Private sector industry leaders speaking at an investment conference yesterday in the capital railed on the high cost of electrical power, which they said was sapping their competitiveness, while state officials offered assurances that state-backed power generation schemes would soon bring prices down.
Addressing a panel on manufacturing at the Cambodia International Business Summit, Sok Chenda Sophea, secretary-general of the Council for the Development of Cambodia (CDC), said the Kingdom’s massive investments into hydropower, and to a lesser extent coal, were reducing the demand on imported electricity. As more projects come online, and more transmission lines are built, industrial consumers should start to see a difference in their electricity bills.
“Cambodia used to import a lot of electricity from Vietnam, but now we have people on the ground investing in transmission lines from power generation sources,” he said. “For example, Bavet will be fully connected to the national grid by next year.”
Sophea expressed confidence that the Kingdom was on track to be fully energy sufficient by as early as next year.
“Last year we were importing 28 percent of our electricity consumption,” he said. “This year it should fall to 25 percent, and we hope by 2018 or 2019 we will be self sufficient when the power projects come online.”
Chea Serey, director-general of the National Bank of Cambodia (NBC), described high electricity costs as the Kingdom’s “biggest challenge on a macroeconomic level”, adding that until prices drop to a manageable level, Cambodia will struggle to be a competitive manufacturing destination among its regional peers.
However, she also expressed optimism that energy development schemes would soon tip the balance towards surplus generation.
“Our energy prices are right now the highest in ASEAN, but I am confident that in five to 10 years it could be lowest in the region,” she said.
Hiroshi Uematsu, CEO of the Phnom Penh SEZ, a private industrial park with nearly 80 tenants, expressed frustration with the high cost and poor reliability of grid energy.

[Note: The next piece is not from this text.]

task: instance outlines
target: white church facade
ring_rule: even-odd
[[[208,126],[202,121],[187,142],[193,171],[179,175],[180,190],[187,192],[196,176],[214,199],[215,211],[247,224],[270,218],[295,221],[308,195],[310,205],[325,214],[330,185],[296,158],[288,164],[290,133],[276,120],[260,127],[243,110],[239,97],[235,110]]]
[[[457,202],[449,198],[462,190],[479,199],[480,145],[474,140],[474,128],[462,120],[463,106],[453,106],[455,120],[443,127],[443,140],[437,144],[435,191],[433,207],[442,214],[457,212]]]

He said the government had made little headway in bringing electricity costs down and private sector investments appeared to be the only immediate solution.
“In our SEZ [special economic zone] we are trying to negotiate with the state-owned electricity supply company to let us build our own substation,” he said.

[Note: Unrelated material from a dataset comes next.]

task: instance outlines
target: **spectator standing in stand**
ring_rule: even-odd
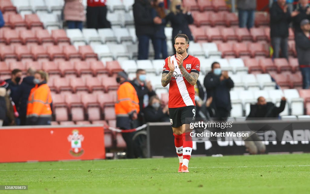
[[[81,0],[64,0],[64,16],[69,29],[83,29],[85,21],[84,6]]]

“Right now, we are still facing outages and power cuts, and if it was not for Minebea making a large investment, we would not [have the leverage] to improve our electricity problem.”
Minebea, a Japanese electronics manufacturer, has planned to invest up to $400 million by 2019, with company officials previously highlighting that a secure energy supply agreement was essential to the expansion.
Uematsu added that if the national grid was eventually reliable, these high investment costs and case-by-case negotiations with the state would not be necessary.
Piet Holden, founder and CEO of Pactics Group, a garment manufacturer based in Siem Reap, took a harder line against government red tape and what he described as a lack of support to lower electricity prices or encourage private sector solutions.
“A perfect example is that we tried to use renewable [energy], wanting to import 280 solar panels,” he said.
“It took us 18 months to get approval from the CDC to import them with duty-free exemptions. That was 18 months where we couldn’t fully implement our investment into renewables.”
Yet even with the panels in place, the company is still unable to generate a full return on its investment due to the absence of a feed-in tariff, a cashback scheme that pays renewable energy producers for surplus electricity they supply to the grid.
“[The solar array] produces 30 percent of consumption, but we are not allowed by the government to feed that electricity back into the grid over the weekend,” he said.
“That is perfectly good electricity that goes to waste.”